Skilful proponent of modern Scandinavian cooking harnesses nature
The reputation of Björn Frantzén’s restaurant has spread well beyond Sweden’s borders since opening in 2009, winning widespread praise for its modern Scandinavian cooking. Originally known as Frantzén/Lindeberg, it changed its name in 2013 when co-founder and pastry chef Daniel Lindeberg moved to pastures new. Frantzén, whose background includes spells at Chez Nico in London and L’Arpege in Paris, has maintained the same approach since the departure of his friend, focussing on seasonal Scandinavian produce, much of it grown in the restaurant’s own gardens.
The multi-course tasting menu explores flavour and texture with references to Asian cuisine, but with a more playful presentation style.
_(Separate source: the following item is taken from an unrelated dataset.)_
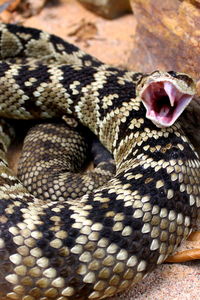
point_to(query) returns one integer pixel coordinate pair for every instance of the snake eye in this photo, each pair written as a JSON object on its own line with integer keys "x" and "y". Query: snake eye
{"x": 172, "y": 73}
{"x": 164, "y": 102}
Scallop cooked in its own shell is served with dried roe ‘salt’, goose egg yolk sabayon and black truffle, before a Nordic dashi stock is poured from a teapot in to the empty shell for diners to savour. Signature dish ‘satio tempestas’ changes daily and can contain more than 40 different seasonal vegetables cooked in a variety of ways, while a duo of pigeon dishes takes a beak-to-tail approach by including the liver and heart as well as breast and leg.
The intimate dining room is a pleasantly bright space, although arguably the best seats in the house are those at the dining counter, which flanks the open kitchen.